Dr. Dan Doyle’s Humanitarian Effort to Haiti Continues

www.midhudsonnews.com • Feb 22, 2019
Dr. Doyle visits Haiti in January 2019


CARMEL – Dr. Dan Doyle has returned from the most gratifying experience in his more than 40 years of practicing dentistry in Putnam County.

The Kent resident spent a week in Haiti–the poorest country in the western hemisphere which also has the dubious distinction of being the least developed and the least stable where risks and danger loom at every corner.

Doyle’s trip to a land where people depend on subsistence farming, charcoal production and other menial jobs for their livelihood and earn anywhere from $90 to $300 American annually, was his seventh dating back to 2013.

During his recent adventure along with fellow dentist Dr. Paul Callahan of Garden City, Long Island, the Putnam physician treated 250-plus men, women and children in need of dental care.

Volunteers including Doyle, participating in the efforts of the Haitian Health Foundation, a not-for-profit founded 35 years ago by Connecticut dentist Dr. Jerry Lowney, pay for their own travel plus room and board.

Lowney worked in orphanages in the Central American country and corresponded with Mother Theresa, who asked that he visit Jeremie, an extremely poor region in the western end of Haiti consisting of 250,000 residents.

Doyle first visited Haiti with his cousin Dr. Phil Doyle, who grew up in Purdys and recently retired from his practice in Connecticut.

Doyle was so moved by the experience that he has returned annually to partake in the week-long journey that was described as an “epiphany.”

After navigating from the airport to the tiny village 140 miles away in a caravan that took more than 10 hours to complete on non-existent narrow, pot holed filled dirt roads, Doyle extracted 60 teeth a day from villagers who had not been treated by a dentist in years. “They were predominantly healthy and nourished people but their teeth were rotted due to constant chewing on sugar cane,” he said.

Dr. Doyle, who also serves on the Putnam County Board of Health, said his recurring trips have been as rewarding as the first journey. “The excursions get even better because I am now better prepared emotionally. Poverty is so overwhelming in Haiti. I recall having emotional problems which I called ‘reverse culture shock’ when I returned to the U.S. following that first trip.”

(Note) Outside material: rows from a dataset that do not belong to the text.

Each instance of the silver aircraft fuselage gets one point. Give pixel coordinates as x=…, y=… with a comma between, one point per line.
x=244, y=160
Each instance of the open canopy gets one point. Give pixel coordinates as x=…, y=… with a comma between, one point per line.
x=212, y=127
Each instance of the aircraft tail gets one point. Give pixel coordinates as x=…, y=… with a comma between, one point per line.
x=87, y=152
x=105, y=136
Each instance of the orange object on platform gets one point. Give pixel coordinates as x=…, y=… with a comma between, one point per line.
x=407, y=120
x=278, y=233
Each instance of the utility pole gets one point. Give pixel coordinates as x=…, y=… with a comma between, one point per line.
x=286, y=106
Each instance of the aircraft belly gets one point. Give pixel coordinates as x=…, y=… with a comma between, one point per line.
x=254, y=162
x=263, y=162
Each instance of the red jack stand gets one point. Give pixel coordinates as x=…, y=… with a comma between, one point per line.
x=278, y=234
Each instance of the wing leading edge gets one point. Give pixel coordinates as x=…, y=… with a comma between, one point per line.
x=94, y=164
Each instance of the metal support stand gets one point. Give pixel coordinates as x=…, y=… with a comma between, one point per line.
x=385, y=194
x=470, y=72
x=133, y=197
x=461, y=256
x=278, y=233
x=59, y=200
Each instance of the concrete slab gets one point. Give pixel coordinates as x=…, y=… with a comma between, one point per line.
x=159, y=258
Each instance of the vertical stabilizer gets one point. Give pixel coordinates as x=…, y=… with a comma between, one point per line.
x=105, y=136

Doyle described the “opulence found in Putnam as compared to the villages in Haiti as day and night. We have so much to be thankful for while people in Haiti have virtually nothing. New Yorkers take so much for granted.”

Doyle performed extractions in mountain villages. Patients, primarily farmers, residing in shacks, were appreciative because even though he inflicted pain, patients were receiving much needed dental care.

The most recent trip posed danger to the popular Putnam dentist and his entourage due to the civil unrest currently found in Haiti: “We were advised to cut our humanitarian effort short by one day. Armed security protected our sleeping quarters each night.”

Extractions were performed under a large three-sided tent or inside a chapel located on the Haitian Health Foundation property with local anesthesia. “Due to the danger around us, local officials did not deem it safe for us to venture out. Instead patients were brought to us for treatment where we extracted teeth in a church with a cross behind us,” said Doyle who performed the procedures without suction and with rudimentary sterilization and instruments.

Dental chairs and tables were fabricated from folding chairs and tables often found at a Putnam County picnic.

Doyle had praise for the Putnam County Dental Society for its donation that was earmarked for the purchase of modern dental equipment for the impoverished land.

The Lake Carmel dentist plans to return to Haiti again this fall and continue his work and the goals of the health foundation.

Dr. Doyle realizes that his efforts may not change the world but he also understands that he and the other volunteers are changing lives–one person at a time.